简体繁体 English

如何从 Kedro 获取复杂的 MongoDB 数据？

[英]How to fetch complex MongoDB Data from Kedro?

原文 2022-03-11 07:28:57 6 1 mongodb/ fetch/ kedro

I'm attempting to get hands on Kedro, but don't understand how to build my Data Fetcher (that I used before).我正在尝试接触 Kedro，但不了解如何构建我的 Data Fetcher（我以前使用过）。

My Data is stored in a MongoDB instance over multiple “Tables”.我的数据存储在多个“表”上的 MongoDB 实例中。 One table are my usernames.一张表是我的用户名。 First, I want to fetch them.首先，我想获取它们。 Thereafter, based on the usernames I get, I would like to fetch Data from three “Tables” and merge them.此后，根据我得到的用户名，我想从三个“表”中获取数据并将它们合并。

How should I do this best in Kedro?我应该如何在 Kedro 中做到最好？

Shall I put everything in a Custom Dataset?我应该把所有东西都放在自定义数据集中吗？ Fetch only the Usernames and do the rest in a Part of the pipeline?仅获取用户名并在管道的一部分中执行 rest？

1 个解决方案

So this is an interesting one - Kedro has been designed in a way that the tasks have no knowledge of the IO that is required to provide/save the data.所以这是一个有趣的 - Kedro 的设计方式是任务不知道提供/保存数据所需的 IO。 This (for good reasons) requires you to cross this boundary.这（出于充分的理由）要求您跨越此边界。

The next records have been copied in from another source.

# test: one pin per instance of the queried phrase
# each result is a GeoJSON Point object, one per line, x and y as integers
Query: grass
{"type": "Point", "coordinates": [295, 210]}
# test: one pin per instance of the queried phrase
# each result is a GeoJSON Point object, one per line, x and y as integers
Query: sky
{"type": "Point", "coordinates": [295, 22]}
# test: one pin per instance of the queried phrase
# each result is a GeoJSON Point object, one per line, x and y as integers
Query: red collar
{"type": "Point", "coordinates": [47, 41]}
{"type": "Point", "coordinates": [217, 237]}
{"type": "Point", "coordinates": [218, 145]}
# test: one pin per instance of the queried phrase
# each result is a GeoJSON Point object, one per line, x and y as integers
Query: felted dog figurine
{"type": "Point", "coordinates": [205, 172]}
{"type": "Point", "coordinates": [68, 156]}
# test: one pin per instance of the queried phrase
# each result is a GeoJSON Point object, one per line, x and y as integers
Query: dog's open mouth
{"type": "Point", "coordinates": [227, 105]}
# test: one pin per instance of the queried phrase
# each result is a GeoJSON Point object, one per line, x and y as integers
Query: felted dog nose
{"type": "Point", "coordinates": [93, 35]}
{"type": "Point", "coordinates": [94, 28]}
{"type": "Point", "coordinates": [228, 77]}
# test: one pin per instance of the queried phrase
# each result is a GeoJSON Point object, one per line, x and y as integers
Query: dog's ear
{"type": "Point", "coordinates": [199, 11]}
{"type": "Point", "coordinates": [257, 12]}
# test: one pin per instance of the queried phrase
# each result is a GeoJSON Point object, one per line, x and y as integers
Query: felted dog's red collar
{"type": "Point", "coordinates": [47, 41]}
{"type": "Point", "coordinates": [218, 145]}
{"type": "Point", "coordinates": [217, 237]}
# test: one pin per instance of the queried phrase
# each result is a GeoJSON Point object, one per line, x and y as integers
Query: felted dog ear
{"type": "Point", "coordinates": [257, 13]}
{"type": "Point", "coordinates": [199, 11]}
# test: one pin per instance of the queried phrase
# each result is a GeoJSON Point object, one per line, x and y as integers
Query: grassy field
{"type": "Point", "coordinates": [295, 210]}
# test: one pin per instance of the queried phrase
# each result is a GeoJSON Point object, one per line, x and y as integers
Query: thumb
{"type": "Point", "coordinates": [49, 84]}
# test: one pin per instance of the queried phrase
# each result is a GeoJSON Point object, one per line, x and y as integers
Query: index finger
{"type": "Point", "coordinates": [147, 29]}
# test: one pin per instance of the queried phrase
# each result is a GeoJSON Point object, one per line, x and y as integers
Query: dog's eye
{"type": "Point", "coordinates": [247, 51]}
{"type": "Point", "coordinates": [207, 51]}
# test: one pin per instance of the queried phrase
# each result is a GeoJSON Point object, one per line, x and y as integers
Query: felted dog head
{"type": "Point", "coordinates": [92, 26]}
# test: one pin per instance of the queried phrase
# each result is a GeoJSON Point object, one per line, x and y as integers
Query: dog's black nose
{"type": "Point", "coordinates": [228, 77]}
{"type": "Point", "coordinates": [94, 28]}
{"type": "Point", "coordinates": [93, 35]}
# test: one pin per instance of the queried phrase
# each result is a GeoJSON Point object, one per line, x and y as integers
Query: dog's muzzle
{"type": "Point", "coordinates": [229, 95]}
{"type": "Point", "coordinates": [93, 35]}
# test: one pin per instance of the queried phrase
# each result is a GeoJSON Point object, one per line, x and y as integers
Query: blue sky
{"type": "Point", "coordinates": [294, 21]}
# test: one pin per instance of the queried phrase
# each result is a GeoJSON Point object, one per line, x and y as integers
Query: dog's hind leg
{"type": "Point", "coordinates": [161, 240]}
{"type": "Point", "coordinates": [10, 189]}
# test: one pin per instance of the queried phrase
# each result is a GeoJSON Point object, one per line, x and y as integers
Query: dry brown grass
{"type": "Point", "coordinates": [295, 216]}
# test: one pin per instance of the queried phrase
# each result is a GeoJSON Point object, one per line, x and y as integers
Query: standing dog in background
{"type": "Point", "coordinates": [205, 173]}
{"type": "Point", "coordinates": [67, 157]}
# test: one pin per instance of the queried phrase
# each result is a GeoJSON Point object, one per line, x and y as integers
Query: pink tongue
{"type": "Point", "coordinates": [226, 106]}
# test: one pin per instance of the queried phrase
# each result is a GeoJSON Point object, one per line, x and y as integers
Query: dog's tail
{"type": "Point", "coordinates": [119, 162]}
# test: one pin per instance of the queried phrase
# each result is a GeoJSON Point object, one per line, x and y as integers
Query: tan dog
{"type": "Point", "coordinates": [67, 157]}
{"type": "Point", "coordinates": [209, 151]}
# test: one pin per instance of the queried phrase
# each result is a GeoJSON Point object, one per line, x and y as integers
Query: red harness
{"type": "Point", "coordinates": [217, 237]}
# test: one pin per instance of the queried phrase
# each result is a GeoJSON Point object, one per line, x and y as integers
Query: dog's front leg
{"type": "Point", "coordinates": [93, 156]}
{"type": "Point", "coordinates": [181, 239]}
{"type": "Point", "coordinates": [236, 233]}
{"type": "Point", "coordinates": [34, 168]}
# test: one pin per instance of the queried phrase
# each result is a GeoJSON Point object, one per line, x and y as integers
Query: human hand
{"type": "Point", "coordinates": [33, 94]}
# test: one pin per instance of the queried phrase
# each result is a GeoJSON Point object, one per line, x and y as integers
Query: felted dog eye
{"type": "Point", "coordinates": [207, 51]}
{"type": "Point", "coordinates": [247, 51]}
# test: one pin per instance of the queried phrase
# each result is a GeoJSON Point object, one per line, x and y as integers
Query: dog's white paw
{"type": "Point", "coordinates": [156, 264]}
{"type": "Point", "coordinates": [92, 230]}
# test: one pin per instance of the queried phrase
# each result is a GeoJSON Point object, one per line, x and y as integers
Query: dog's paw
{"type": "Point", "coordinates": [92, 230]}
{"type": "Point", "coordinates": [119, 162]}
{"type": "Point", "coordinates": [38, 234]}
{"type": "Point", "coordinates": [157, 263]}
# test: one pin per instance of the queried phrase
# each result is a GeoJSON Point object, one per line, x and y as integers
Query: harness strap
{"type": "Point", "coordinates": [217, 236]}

My recommendation is to go down the custom dataset, but potentially go a little further and make it return the 3 tables you need directly.我的建议是 go 向下自定义数据集，但可能 go 更远一点，并使其直接返回您需要的 3 个表。 Ie do the username filter logic in this stage as well.即在此阶段也执行用户名过滤逻辑。

It also perfectly fine to raise a NotImplementedError on save() if you're not going do that.如果您不打算这样做，也可以在save()上引发NotImplementedError 。